Reputation: 121
I'm new to Spark. I'm trying to implement tf-idf. I need to calculate how many times each word occurs in each document and number of total words in each document.
I want to make reduce and possibly another operation but I don't know yet how. Here's the input I have:
Pairs are of the form (documentName , (word, wordCount))
ex.
("doc1", ("a", 3)), ("doc1", ("the", 2)), ("doc2", ("a", 5)),
("doc2",("have", 5))
Keys are documents and values are words and how many times that word occurs in that document. I want to count total words in every document and possibly calculate percentage of that word.
Output I want:
("doc1", (("a", 3), 5)) , ("doc1", (("the", 2), 5)),
("doc2", (("a", 5),10)), ("doc2", (("have", 5),10))
I get the effect by
corpus.join(corpus.reduceByKey(lambda x, y : x[1]+y[1]))
Starting point :
collect_of_docs = [(doc1,text1), (doc2, text2),....]
def count_words(x):
l = []
words = x[1].split()
for w in words:
l.append(((w, x[0]), 1))
return l
sc = SparkContext()
corpus = sc.parallelize(collect_of_docs)
input = (corpus
.flatMap(count_words)
.reduceByKey(add)
.map(lambda ((x,y), z) : (y, (x,z))))
If possible I want to make only one reduce operation with a tricky operator maybe. Any help is appreciated :) Thanks in advance.
Upvotes: 1
Views: 265
Reputation: 330413
Generally speaking it doesn't make sense to flatMap
just to gather your data later. I assume your data looks more or less like this:
collect_of_docs = sc.parallelize([
(1, "Lorem ipsum dolor sit amet, consectetur adipiscing elit."),
(2, "Mauris magna sem, vehicula sed dictum finibus, posuere id ipsum."),
(3, "Duis eleifend molestie dolor, quis fringilla eros facilisis ac.")])

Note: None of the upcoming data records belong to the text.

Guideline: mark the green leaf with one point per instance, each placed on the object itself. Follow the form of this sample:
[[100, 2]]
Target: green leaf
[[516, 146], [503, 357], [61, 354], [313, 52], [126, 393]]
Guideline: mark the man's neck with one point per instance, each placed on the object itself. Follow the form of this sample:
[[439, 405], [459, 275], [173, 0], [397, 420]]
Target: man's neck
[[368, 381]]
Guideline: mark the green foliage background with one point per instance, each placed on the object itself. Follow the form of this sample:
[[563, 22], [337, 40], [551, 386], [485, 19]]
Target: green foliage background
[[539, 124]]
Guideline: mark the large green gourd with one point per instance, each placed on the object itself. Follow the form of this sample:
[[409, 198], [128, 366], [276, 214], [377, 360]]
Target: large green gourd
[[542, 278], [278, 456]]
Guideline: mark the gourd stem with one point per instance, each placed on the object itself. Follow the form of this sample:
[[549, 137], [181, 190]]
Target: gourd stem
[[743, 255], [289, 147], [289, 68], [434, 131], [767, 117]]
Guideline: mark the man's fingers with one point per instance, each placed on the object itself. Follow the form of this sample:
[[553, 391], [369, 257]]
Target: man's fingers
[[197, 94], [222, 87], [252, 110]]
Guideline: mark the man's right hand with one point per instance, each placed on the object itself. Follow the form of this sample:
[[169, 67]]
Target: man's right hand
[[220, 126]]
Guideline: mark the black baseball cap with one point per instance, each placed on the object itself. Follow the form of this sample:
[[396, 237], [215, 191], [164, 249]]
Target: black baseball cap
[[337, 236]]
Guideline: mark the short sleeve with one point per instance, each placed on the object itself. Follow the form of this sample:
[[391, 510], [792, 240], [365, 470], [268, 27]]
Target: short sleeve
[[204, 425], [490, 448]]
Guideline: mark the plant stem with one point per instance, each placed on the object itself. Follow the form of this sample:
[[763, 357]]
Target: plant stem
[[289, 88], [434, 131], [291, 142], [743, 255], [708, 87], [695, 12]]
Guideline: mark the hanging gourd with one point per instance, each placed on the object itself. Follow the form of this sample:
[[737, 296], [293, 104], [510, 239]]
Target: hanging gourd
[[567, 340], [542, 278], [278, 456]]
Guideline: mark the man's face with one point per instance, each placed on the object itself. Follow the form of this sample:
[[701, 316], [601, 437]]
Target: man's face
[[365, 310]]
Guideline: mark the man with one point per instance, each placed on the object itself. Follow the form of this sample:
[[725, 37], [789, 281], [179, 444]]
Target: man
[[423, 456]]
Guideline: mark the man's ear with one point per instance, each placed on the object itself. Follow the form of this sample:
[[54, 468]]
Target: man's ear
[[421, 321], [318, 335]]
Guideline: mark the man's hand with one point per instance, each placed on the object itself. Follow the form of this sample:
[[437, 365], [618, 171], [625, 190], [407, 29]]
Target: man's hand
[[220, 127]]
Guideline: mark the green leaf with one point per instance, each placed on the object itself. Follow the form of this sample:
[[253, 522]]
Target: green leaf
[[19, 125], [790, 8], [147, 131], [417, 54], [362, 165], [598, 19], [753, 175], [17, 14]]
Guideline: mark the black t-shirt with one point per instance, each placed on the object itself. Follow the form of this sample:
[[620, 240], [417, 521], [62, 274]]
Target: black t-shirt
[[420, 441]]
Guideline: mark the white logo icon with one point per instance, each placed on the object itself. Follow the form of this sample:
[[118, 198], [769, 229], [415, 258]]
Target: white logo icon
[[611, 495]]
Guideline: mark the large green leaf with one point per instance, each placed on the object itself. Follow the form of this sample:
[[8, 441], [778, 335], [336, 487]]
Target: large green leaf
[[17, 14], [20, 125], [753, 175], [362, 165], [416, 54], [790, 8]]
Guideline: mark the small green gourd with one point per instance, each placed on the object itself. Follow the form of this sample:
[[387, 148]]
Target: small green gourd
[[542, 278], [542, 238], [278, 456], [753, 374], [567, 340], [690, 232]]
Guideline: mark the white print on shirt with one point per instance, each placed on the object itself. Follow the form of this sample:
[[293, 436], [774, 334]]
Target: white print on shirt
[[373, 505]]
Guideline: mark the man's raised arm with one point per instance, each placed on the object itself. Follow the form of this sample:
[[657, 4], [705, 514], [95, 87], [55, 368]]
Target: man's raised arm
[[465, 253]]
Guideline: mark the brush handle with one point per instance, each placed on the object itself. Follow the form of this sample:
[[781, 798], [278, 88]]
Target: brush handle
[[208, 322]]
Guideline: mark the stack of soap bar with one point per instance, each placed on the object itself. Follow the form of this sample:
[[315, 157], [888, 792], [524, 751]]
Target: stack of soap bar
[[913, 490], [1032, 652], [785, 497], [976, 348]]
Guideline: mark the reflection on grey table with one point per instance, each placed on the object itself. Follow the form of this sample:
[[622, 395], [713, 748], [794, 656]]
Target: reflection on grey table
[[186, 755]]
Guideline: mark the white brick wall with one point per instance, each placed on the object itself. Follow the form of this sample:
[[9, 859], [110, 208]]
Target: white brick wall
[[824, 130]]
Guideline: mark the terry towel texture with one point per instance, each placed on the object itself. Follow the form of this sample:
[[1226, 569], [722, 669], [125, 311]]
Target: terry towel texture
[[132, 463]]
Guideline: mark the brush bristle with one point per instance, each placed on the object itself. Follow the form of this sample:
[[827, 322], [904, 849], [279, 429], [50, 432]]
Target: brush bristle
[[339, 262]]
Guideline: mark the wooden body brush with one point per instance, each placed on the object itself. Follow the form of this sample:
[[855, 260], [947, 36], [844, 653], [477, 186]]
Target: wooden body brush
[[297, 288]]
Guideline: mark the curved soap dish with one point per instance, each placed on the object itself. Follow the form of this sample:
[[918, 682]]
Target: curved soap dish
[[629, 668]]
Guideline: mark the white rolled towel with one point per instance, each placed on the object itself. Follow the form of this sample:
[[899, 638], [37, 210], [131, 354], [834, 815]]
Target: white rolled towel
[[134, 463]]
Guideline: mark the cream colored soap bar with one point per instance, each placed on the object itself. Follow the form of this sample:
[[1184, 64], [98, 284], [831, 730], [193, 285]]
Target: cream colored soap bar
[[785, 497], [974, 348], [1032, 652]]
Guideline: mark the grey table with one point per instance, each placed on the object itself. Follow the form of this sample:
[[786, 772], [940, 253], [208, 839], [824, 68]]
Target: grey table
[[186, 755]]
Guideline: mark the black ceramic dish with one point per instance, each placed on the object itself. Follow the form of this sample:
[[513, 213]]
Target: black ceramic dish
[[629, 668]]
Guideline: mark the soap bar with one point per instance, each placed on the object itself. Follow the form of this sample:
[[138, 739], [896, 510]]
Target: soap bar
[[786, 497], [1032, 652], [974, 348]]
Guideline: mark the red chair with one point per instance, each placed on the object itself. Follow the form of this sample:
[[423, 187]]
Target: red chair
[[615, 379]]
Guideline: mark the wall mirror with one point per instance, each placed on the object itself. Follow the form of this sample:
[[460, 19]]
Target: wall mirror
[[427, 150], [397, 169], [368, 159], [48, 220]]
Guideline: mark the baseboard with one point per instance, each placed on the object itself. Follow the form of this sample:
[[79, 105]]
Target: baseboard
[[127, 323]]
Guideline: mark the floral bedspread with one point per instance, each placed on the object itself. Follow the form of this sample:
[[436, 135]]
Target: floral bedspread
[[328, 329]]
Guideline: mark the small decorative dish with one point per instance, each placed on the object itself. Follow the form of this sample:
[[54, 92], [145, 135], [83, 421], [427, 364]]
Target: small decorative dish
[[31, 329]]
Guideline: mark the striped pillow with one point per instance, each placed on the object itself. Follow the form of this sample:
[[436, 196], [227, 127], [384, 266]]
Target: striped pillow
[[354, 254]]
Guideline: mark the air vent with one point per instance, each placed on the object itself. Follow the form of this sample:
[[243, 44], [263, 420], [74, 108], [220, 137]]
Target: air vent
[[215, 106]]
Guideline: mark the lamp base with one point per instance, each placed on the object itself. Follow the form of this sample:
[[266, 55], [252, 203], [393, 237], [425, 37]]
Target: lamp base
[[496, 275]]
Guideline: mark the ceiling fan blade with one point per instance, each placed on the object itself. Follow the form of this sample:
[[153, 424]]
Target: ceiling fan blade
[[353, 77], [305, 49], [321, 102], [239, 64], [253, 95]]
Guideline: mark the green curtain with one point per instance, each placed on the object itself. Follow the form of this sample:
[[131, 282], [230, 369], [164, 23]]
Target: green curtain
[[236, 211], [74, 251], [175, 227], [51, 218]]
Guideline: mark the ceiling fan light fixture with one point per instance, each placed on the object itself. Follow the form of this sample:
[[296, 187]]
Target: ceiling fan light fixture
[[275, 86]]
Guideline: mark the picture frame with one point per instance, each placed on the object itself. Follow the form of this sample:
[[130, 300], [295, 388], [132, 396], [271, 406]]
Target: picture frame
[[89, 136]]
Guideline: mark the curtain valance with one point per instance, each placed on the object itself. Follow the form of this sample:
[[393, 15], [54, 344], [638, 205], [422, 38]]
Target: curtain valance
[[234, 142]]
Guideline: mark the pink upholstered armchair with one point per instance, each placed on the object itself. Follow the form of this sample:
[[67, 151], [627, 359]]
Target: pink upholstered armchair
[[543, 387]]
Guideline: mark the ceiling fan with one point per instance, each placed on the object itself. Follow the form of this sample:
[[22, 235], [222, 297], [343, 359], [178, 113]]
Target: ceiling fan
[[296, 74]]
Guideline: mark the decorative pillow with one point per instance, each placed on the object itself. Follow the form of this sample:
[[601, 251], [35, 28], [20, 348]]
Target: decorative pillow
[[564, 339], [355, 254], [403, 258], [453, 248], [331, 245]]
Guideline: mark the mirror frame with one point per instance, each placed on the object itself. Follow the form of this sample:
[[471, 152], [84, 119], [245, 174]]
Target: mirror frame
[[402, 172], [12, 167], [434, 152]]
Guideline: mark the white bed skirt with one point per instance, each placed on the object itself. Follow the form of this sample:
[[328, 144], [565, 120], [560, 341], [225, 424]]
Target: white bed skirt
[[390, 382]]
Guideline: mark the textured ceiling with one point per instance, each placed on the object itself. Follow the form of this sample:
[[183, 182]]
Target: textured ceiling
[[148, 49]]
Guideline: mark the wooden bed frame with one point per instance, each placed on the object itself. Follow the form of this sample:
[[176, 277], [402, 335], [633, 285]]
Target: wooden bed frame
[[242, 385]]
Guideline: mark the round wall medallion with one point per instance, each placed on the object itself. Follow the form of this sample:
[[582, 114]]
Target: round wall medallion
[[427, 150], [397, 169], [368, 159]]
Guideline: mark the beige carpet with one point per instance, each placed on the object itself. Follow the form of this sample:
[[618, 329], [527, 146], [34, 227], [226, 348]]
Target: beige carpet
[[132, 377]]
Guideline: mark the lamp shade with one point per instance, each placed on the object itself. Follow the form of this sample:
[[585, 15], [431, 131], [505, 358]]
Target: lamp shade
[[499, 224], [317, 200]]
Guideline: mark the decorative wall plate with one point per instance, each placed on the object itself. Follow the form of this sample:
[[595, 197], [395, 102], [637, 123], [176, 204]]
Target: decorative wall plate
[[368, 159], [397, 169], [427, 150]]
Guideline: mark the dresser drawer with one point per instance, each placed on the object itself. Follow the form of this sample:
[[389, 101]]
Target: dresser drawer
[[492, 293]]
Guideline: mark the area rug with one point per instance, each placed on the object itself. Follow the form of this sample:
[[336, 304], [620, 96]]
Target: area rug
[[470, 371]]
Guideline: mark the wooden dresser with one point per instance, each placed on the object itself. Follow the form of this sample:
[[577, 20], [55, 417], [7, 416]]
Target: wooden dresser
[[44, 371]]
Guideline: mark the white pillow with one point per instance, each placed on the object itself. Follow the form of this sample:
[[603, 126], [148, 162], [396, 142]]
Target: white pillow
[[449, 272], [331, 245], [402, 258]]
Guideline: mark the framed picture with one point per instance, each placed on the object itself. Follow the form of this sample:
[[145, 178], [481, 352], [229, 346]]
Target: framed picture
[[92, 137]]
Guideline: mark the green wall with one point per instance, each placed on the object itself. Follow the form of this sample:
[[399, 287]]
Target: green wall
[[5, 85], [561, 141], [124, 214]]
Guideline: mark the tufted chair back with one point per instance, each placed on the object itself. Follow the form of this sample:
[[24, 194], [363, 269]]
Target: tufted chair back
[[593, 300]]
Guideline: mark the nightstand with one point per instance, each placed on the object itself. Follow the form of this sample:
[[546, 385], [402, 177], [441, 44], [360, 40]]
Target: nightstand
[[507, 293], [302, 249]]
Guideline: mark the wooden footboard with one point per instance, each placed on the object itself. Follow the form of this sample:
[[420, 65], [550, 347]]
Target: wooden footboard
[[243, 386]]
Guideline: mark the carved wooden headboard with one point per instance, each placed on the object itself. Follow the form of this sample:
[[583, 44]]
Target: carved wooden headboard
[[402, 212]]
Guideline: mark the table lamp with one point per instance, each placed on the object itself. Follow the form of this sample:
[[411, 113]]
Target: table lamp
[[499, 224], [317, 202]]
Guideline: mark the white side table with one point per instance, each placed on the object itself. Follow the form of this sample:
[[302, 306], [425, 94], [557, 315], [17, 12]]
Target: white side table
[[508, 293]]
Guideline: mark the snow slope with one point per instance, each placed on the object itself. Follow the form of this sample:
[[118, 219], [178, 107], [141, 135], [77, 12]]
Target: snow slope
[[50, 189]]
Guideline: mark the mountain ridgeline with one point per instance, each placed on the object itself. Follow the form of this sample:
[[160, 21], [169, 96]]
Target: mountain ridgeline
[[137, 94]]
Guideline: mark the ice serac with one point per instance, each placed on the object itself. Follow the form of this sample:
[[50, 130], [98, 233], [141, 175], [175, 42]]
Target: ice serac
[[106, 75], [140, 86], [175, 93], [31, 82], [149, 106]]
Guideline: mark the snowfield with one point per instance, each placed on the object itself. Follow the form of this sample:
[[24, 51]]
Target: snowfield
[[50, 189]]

First we'll need some helpers using a basic regular expression and a Counter
:
from __future__ import division # If for some reason you use Python 2.x
import re
from collections import Counter
def count_words(doc, pattern=re.compile("\w+")):
"""Given a tuple (doc_id, text)
return a tuple (doc_id, tokens_count
>>> count_words((1, "Foo bar bar."))
(1, Counter({'Foo': 1, 'bar': 2}))
"""
(doc_id, text) = doc
return (doc_id, Counter(pattern.findall(text)))
def compute_tf(cnt):
"""Convert term counter to term frequency
>>> compute_tf(Counter({'Foo': 1, 'bar': 2}))
{'Foo': 0.3333333333333333, 'bar': 0.6666666666666666}
"""
n = sum(cnt.values())
return {k: v / n for (k, v) in cnt.items()}
and the final results:
tfs = (collect_of_docs
.map(count_words)
.mapValues(compute_tf))
tfs.sortByKey().first()
## (1,
## {'Lorem': 0.125,
## 'adipiscing': 0.125,
## 'amet': 0.125,
## 'consectetur': 0.125,
## 'dolor': 0.125,
## 'elit': 0.125,
## 'ipsum': 0.125,
## 'sit': 0.125})
Using above document frequency can computed as follows:
from operator import add
dfs = (tfs
.values()
.flatMap(lambda kv: ((k, 1) for k in kv.keys()))
.reduceByKey(add))
dfs.sortBy(lambda x: -x[1]).take(5)
## [('ipsum', 2),
## ('dolor', 2),
## ('consectetur', 1),
## ('finibus', 1),
## ('fringilla', 1)]
Upvotes: 1